Sinemadan kopan büyük starlar genelde geri dönmediler. Bu olağanüstü mesleğin yorucu, yıpratıcı, hatta yok edici yanını iyi tanımış olanlar, buna asla cesaret edemediler. Örneğin Greta Garbo'nun "dönüşü" yıllar boyu beklendi ama asla gerçekleşmedi. Elbette istisnalar oldu. 1930'ların çifte Oscar'lı oyuncusu Luise Rainer, 1943'de perdeyi bıraktıktan tam 54 yıl sonra "Kumarbaz" filmiyle dönüş yaptı. Yine 1930'ların sevilen yıldızı Gloria Stuart, 1940'larda perdeyi bıraktı, 1980'lerde bir filmde oynadı. 1997 yılında ise "Titanik"teki yaşlı kadın olarak döndü ve 87 yaşında bir Oscar adaylığı aldı! Evet, örnekler var. Ama Jane Fonda'nın öyküsü yine de çok farklı. Çünkü o nisbeten yakın, çoğumuzun hatırladığı bir dönemin yıldızıydı. Tam 1960'da başladığı sinemayı 30 yıl sonra, 1990'daki son filmi "Stanley ve İris"le bıraktı. Ve 15 yıl sonra "Vay Kaynana Vay" filmiyle parlak biçimde döndü. Ama asıl arada olanlar önemli. Tüm diğer oyuncuların tersine, Fonda'nın sinema dışı etkinlikleri de neredeyse filmleri kadar ilginç. Ve belki onun kadar çağını yakından izlemiş, çok farklı dönemler yaşamış ve hem etkilenip hem de etkilemiş başka star oyuncu yok. Büyük oyuncu Henry Fonda'nın 1937 doğumlu kızı, aktör Peter Fonda'nın 2 yaş büyük ablası ve Bridget Fonda'nın halası dünyaya geldiğinde, babası Bette Davis'le "Jezebel" filmini çektiği setten koşarak gelmiş ve film iki gün tatil edilmişti. Annesi, sosyetenin gözbebeği Frances Seymour, o çocukken intihar etti. Bu acı olay uzun süre genç kızından saklandı. Çocukluğunda eline geçeni ağzına atan tombiş bir kızdı. Ama daha sonraları sadece sigara, kahve ve çilekli yoğurtla yaşamasını öğrenecekti.
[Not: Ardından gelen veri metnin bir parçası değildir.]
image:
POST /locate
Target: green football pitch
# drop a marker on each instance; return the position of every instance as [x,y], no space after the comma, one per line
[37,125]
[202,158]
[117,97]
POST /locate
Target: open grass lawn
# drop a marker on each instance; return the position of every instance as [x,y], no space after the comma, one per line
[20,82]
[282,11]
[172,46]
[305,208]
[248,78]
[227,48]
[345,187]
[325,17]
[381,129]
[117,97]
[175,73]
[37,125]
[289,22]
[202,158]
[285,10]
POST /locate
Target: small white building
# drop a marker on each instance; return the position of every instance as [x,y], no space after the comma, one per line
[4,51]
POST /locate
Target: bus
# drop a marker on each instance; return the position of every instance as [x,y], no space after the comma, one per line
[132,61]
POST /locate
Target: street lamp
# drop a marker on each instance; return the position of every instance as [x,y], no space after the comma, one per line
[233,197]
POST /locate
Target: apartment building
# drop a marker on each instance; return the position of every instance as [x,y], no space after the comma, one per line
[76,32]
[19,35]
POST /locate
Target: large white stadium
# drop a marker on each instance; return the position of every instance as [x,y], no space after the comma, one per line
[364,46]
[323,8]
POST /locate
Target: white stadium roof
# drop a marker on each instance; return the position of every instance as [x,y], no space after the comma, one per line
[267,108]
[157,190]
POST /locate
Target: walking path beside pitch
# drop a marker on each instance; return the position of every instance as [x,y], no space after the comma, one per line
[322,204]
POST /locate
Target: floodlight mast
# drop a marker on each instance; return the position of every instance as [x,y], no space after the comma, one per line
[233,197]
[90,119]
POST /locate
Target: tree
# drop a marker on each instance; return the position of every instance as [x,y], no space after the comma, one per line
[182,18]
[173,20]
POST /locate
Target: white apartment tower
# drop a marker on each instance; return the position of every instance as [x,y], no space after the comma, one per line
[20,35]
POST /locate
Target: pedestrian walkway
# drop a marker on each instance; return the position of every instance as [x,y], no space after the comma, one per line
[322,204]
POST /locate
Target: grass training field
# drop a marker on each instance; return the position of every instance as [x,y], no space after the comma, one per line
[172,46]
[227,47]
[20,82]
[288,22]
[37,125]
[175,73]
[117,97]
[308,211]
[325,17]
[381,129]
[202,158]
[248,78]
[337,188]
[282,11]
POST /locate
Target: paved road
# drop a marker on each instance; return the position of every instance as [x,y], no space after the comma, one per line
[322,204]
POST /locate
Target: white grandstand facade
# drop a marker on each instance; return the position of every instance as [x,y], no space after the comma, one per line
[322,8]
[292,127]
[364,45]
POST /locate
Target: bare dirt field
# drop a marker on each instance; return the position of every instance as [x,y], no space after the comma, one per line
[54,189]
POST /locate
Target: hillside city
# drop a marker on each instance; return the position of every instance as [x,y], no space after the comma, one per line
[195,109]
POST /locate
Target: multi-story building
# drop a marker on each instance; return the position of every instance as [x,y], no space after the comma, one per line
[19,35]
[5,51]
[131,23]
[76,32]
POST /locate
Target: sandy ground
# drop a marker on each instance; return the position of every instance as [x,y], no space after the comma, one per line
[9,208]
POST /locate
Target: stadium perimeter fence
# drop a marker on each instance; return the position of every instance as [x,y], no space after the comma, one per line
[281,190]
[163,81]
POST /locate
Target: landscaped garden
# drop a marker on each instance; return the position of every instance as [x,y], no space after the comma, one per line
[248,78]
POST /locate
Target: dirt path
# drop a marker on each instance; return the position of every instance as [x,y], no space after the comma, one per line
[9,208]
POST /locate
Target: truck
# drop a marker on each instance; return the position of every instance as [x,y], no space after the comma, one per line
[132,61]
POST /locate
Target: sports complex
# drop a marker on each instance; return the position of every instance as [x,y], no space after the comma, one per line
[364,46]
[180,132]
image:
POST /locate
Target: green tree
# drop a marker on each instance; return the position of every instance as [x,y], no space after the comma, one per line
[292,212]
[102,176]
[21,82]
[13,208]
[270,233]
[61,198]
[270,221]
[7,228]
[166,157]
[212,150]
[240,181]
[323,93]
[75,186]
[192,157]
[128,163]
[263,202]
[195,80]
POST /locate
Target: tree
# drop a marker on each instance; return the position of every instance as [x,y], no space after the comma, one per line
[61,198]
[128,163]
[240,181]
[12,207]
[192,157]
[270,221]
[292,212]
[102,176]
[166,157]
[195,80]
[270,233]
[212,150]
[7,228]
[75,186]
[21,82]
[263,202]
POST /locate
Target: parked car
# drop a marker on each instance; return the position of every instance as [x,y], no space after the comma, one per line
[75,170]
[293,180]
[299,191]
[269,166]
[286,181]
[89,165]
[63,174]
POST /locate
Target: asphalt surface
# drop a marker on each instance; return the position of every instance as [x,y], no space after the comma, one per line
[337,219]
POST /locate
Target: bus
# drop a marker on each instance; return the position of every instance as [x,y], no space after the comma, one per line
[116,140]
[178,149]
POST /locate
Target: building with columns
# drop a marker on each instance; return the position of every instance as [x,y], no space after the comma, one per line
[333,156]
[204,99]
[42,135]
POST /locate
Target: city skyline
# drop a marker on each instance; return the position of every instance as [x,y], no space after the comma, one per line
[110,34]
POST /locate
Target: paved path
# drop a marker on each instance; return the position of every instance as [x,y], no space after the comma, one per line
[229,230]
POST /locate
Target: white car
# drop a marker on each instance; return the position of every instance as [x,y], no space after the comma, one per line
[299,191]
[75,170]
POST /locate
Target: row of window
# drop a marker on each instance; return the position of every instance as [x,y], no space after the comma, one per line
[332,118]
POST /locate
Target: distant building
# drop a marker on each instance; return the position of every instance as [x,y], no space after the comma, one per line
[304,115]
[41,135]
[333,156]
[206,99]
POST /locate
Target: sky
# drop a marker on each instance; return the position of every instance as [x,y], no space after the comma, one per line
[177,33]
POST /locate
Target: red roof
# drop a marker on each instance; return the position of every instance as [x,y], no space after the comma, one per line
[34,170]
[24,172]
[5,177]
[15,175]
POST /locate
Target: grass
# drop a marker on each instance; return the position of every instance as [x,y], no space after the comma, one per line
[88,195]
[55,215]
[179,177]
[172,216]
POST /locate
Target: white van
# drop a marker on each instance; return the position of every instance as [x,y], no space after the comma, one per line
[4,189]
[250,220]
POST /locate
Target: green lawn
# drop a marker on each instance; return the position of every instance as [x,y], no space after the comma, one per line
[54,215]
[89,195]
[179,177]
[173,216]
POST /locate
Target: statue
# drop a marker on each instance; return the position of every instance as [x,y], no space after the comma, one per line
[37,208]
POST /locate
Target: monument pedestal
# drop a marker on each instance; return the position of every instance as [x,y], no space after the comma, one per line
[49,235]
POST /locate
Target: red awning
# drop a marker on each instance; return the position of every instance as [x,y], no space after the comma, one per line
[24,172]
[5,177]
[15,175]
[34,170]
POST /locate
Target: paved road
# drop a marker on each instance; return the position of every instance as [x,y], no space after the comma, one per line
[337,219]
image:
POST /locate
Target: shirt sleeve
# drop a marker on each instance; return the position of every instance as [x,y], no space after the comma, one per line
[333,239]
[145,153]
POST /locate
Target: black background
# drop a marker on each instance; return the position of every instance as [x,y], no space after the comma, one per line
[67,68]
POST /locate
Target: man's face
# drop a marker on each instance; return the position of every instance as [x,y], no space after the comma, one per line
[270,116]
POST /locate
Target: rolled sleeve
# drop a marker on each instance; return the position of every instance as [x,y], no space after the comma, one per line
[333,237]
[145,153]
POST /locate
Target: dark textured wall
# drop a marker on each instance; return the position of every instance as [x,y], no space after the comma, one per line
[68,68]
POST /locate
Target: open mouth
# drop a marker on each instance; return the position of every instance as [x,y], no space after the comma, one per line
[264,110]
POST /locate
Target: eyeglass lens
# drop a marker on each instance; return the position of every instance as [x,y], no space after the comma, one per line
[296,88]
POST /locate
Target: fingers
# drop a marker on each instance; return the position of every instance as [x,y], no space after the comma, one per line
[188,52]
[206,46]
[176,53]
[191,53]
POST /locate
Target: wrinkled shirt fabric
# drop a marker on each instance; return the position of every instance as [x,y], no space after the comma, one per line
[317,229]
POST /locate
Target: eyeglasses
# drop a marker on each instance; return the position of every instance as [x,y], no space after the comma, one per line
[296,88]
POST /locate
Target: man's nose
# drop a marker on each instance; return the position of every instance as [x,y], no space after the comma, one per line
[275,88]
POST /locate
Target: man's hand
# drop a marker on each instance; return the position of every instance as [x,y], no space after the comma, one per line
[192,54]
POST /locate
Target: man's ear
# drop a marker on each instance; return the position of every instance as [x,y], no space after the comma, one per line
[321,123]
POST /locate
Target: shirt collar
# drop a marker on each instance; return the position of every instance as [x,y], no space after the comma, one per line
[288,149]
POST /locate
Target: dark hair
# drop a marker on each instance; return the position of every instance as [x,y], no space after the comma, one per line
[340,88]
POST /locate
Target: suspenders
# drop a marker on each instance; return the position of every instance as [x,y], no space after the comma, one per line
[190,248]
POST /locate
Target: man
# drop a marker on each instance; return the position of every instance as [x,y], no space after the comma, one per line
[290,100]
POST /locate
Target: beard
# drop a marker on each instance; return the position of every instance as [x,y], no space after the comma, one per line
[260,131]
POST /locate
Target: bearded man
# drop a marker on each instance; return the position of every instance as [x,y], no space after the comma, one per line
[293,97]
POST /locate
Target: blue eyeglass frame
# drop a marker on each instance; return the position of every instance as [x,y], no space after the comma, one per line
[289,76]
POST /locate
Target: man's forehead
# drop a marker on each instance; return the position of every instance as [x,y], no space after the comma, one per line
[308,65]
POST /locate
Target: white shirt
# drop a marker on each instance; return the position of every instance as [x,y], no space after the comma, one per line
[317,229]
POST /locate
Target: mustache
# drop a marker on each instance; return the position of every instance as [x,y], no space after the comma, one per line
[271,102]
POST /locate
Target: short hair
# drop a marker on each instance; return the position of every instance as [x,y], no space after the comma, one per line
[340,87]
ÇOK ÇABUK YÜKSELDİ Jane önceleri modelliği seçmişti. Ama ünlü tiyatro adamı Lee Strasberg'le tanışınca, onun kurucusu olduğu Actor's Studio'ya gitti. Ve 1960'da "The Tall Story"yle sinemaya adım attı. Çabucak yükseldi demek abartılı olmaz. "Vahşi Yol", "New York'ta Bir Pazar", "Cat Ballou" derken, 60'larda en parlak dönemini yaşayan Fransız sinemasından Roger Vadim'le tanıştı ve onun "La Ronde- Aşk Zinciri" adlı filminde oynadı. Kadın üstadı Vadim, Amerikalı genç kızın kalbini çelmekte gecikmedi. Elveda Hollywood, ver elini Fransa... Emile Zola uyarlaması "La Curee-Oyun Bitti", derken 1968 yılının o unutulmaz kült-filmi "Barbarella". Fonda artık bacaklarının tümünü gösteren fantezi giysileri içinde uzayda döğüşen bir çizgi-roman kraliçesiydi. Sanki Fransa'da gerçek kadınlığını keşfedeceği dönemdi bu... Ama Vadim macerası bitti. Ve kürkçü dükkanına döndü. "Atları da Vururlar" filmiyle ilk kez Oscar adayı oldu ve 1971'deki "Klute- Fahişe" filmiyle ödüle kavuştu. Arada Rene Clement veya Jean-Luc Godard'ın filmlerinde oynamak gibi hoşlukların dışında, artık yeniden Amerikalı olmuştu. Ama sistem dışı, isyancı ve muhalif bir Amerikalı. Bir tür çiçek çocuğuyla eylemci karışımı... Yeni kocası Tom Hayden'le birlikte Vietnam ve Nixon karşıtı tüm gösterilerde en önde yer alıyor, hatta Vietnam'a gidip Vietkong'ları ziyaret etmesiyle tüm şimşekleri üzerine çekerek basında "Hanoi Jane" ünvanını alıyordu. 1970'te uyuşturucuyla yakalanıp mahkemeye çıkıyor, cezadan ancak yukardan gelen baskılarla kurtuluyordu. Tom Hayden'le evliliği çalkantılar içinde 1990 yılına dek sürdü. O gösterilerden vakit bulup film çevirdiğinde "Julia", "Bir Atlı Geldi", "Dünyanın Kaderi", "Elektrik Atlı" gibi iyi filmler yapıyor, 1978'deki "Eve Dönüş"le Oscar'ını ikiliyordu. Arada tam 5 adaylık daha alarak... Bu arada ilk kez 1981 yılındaki "Altın Göl" filminde babasıyla birlikte olabildi. Yine aday oldu ama ödülü bu kez Henry Fonda alacaktı: Hem de ilk kez...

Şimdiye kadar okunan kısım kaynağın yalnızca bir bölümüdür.